While the content of the show is educational in nature rather than self-promoting, it does give him a chance to mention the workshops that Texas Retirement Specialists frequently holds in the Dallas-Ft. Worth area to keep their client and prospect pipelines full. Most are “very-high-end” dinner seminars held at venues such as Ruth’s Chris Steak House, which, he notes, have proven highly effective at drawing high-net-worth prospects.

Having carved out a niche in the investment advisory and retirement income space, primarily for the 55-to-75 age group, Poe says that after years of experimenting with practice-building tactics both traditional and unconventional, he’s finally found the right combination of approaches. “We are trying to get in front of as many affluent people as we can, and it’s working.”

The Phoenix

Joe Elsasser left the financial services business altogether in 2001, only to return to it in 2008 as a certified financial planner with his own practice, Sequent Planning, in Omaha.

In a span of less than five years, Elsasser has established himself locally as a retirement planning specialist, while also turning an offshoot venture called Social Security Timing into a viable national business. He’s done so largely on the strength of a highly successful educational seminar series held in conjunction with the city’s library system, and the proprietary Social Security timing tool he developed (and which some 1,200 other advisors are now using for retirement income planning, according to Elsasser).
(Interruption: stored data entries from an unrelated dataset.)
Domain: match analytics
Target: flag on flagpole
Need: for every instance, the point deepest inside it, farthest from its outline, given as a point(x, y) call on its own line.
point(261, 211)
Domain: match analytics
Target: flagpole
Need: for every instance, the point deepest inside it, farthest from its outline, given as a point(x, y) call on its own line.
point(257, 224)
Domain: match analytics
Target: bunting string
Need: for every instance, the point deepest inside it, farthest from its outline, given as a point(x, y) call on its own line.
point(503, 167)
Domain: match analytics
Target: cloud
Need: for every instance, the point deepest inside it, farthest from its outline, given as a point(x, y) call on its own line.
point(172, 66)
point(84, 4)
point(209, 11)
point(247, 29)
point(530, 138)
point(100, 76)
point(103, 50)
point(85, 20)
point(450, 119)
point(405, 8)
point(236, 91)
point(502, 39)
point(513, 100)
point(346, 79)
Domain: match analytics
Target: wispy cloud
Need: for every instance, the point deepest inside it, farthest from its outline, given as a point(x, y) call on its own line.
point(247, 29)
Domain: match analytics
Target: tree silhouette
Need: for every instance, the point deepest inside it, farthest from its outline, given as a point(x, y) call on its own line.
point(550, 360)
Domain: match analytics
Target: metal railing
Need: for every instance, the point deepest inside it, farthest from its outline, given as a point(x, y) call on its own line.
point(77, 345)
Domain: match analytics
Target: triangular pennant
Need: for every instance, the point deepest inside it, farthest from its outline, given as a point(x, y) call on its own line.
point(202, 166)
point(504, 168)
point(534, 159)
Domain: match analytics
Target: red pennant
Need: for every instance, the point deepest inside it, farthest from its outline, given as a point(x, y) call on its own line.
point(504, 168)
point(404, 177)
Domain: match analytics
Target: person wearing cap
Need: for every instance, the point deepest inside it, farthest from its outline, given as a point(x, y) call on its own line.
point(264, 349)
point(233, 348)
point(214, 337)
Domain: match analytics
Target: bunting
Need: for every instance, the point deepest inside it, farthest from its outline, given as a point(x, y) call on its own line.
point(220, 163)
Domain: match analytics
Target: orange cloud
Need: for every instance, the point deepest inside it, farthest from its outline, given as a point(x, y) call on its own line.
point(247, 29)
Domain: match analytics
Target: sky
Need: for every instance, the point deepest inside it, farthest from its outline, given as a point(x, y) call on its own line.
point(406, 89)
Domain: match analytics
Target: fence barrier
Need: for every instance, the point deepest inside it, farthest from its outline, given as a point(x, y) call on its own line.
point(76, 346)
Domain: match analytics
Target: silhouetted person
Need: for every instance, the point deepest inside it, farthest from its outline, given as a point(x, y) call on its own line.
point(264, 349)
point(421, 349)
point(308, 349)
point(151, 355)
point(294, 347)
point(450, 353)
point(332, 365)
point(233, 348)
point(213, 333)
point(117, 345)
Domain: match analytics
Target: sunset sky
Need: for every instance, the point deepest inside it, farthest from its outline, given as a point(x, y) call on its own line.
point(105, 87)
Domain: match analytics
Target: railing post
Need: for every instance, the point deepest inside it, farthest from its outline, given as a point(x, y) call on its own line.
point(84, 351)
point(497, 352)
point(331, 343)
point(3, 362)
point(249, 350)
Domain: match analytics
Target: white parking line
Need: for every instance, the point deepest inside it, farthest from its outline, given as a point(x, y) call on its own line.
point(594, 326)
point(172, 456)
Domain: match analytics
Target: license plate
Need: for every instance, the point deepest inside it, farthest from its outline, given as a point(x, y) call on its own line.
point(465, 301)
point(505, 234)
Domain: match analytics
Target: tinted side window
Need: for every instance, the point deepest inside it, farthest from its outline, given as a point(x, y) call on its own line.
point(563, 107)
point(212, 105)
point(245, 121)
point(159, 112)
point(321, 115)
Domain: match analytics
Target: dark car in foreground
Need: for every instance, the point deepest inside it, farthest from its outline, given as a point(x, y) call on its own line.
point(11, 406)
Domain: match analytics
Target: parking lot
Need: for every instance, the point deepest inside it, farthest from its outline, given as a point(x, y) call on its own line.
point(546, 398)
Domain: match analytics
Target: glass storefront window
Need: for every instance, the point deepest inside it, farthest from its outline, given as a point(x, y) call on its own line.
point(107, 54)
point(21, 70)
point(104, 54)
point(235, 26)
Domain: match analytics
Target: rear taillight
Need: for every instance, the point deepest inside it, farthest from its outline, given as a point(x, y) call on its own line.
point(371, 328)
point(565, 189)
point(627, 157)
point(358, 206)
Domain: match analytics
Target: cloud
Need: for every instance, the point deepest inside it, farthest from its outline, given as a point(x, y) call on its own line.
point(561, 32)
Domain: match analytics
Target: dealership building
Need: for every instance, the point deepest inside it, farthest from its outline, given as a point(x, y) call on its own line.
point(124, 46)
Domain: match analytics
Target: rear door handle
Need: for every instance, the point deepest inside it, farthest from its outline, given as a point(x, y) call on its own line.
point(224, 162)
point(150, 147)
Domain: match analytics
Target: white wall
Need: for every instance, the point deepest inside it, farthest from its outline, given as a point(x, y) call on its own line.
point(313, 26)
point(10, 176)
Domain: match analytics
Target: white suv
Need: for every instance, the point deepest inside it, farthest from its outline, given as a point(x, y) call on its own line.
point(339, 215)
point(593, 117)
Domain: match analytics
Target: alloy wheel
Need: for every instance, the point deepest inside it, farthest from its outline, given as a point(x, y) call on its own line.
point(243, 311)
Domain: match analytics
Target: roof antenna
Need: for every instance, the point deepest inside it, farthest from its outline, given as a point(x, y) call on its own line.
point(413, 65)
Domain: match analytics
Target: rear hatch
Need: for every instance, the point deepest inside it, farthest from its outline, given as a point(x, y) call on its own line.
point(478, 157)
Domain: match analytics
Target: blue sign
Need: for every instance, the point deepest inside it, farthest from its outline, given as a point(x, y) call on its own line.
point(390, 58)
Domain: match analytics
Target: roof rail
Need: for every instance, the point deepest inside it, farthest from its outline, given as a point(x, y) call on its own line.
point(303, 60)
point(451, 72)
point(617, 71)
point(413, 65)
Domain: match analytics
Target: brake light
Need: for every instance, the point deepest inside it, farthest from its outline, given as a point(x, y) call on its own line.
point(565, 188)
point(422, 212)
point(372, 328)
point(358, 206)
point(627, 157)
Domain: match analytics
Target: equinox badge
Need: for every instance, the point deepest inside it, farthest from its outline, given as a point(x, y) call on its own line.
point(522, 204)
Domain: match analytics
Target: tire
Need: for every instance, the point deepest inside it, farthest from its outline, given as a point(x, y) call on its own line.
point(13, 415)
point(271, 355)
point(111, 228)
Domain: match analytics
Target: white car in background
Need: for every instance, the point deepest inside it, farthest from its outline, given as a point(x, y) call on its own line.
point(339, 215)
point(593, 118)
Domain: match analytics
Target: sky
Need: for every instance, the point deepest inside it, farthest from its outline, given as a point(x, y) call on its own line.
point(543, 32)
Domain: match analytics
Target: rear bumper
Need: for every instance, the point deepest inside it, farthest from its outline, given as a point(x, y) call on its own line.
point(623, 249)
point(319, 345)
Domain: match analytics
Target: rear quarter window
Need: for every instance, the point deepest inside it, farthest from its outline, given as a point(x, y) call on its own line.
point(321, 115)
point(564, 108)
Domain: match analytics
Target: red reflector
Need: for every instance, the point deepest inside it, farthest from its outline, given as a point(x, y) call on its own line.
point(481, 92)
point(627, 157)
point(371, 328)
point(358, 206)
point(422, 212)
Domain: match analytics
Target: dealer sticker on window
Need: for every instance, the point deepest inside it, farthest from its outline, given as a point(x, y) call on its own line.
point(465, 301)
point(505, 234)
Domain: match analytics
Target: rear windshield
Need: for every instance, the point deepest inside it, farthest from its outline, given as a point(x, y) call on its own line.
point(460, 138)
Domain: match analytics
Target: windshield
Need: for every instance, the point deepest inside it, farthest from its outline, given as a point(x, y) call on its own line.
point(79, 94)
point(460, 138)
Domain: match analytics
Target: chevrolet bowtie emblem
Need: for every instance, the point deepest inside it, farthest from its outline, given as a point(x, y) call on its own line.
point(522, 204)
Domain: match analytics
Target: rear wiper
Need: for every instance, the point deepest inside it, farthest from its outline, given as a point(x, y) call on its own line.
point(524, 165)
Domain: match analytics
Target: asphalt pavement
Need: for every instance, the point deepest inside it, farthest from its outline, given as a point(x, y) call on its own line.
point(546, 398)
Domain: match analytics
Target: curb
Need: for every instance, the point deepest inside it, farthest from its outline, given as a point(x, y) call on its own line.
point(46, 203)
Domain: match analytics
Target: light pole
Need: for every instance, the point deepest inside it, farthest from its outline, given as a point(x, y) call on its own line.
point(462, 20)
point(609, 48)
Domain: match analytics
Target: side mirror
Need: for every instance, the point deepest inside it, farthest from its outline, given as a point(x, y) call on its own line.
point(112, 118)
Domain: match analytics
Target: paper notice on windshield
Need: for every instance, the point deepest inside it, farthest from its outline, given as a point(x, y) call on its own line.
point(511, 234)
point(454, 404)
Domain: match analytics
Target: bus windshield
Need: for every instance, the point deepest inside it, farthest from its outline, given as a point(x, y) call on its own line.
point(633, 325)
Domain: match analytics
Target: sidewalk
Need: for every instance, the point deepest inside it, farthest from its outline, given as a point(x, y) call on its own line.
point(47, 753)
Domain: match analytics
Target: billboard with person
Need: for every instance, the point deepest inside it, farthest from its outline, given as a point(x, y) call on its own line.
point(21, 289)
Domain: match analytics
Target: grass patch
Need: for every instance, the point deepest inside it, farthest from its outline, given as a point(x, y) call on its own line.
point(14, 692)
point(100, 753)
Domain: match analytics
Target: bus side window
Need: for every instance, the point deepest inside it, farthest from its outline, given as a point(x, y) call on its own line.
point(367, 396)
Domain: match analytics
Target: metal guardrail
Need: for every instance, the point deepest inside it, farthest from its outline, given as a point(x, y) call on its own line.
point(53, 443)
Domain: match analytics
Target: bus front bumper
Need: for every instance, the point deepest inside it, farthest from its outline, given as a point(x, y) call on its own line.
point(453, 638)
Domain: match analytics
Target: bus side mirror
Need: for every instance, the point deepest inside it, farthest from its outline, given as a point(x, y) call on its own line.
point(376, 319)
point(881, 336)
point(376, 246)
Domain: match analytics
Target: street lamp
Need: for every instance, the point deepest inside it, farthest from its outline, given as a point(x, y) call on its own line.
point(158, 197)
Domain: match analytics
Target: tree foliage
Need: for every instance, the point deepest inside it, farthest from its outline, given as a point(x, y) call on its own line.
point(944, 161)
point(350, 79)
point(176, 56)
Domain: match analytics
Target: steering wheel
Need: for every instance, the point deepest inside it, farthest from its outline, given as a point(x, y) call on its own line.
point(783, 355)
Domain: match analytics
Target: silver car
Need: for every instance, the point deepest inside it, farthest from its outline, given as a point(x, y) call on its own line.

Having a clear idea of his target market—upper-middle-income pre-retirees and retirees—along with a means to differentiate himself within that market (seminars and the Social Security Timing tool), have been key to Elsasser’s quick ascent. “It starts with defining your market, a group of folks you want to serve,” he explains. “To me, that’s absolutely critical. Then, once you identify a suite of services that appeals to that group, you go out and determine how best to deliver those services. To do that, you need to ask yourself, ‘How can I add unique value that nobody else [in that market] is providing?’ It’s about keeping your eyes open and recognizing you have something that others need and want. The top advisors, it seems, all have some unique insight into some unique aspect of the population—a way to add value for clients.”

In Elsasser’s case, he recognized that his target market wanted objective information about Social Security and the broader retirement income picture, plus a number-crunching tool to help them make better sense of that picture. Thus were born his Social Security Timing tool and his seminar series. The seminars, he explains, are strictly educational, serving to inform people while also providing Elsasser with a platform to showcase his expertise and his system. “It’s not about 90 percent of the room scheduling appointments,” he says, “but about giving them a feel for what I’m like and what I do.”

Having a distinct brand identity (including, perhaps, a unique product or system) is vital to gaining a competitive edge, according to Elsasser. “Everything I do is branded to the retirement transition and beyond.”

Elsasser says the relationships he has developed within professional centers of influence — CPAs, estate planning and elder law attorneys, mainly — have also proven to be an indispensible practice-building tool. “I’m happy with five to seven very focused referrals a year, and that’s roughly what I deliver back to my partners.”

Elsasser says he welcomes those referrals, even if they mean a larger workload.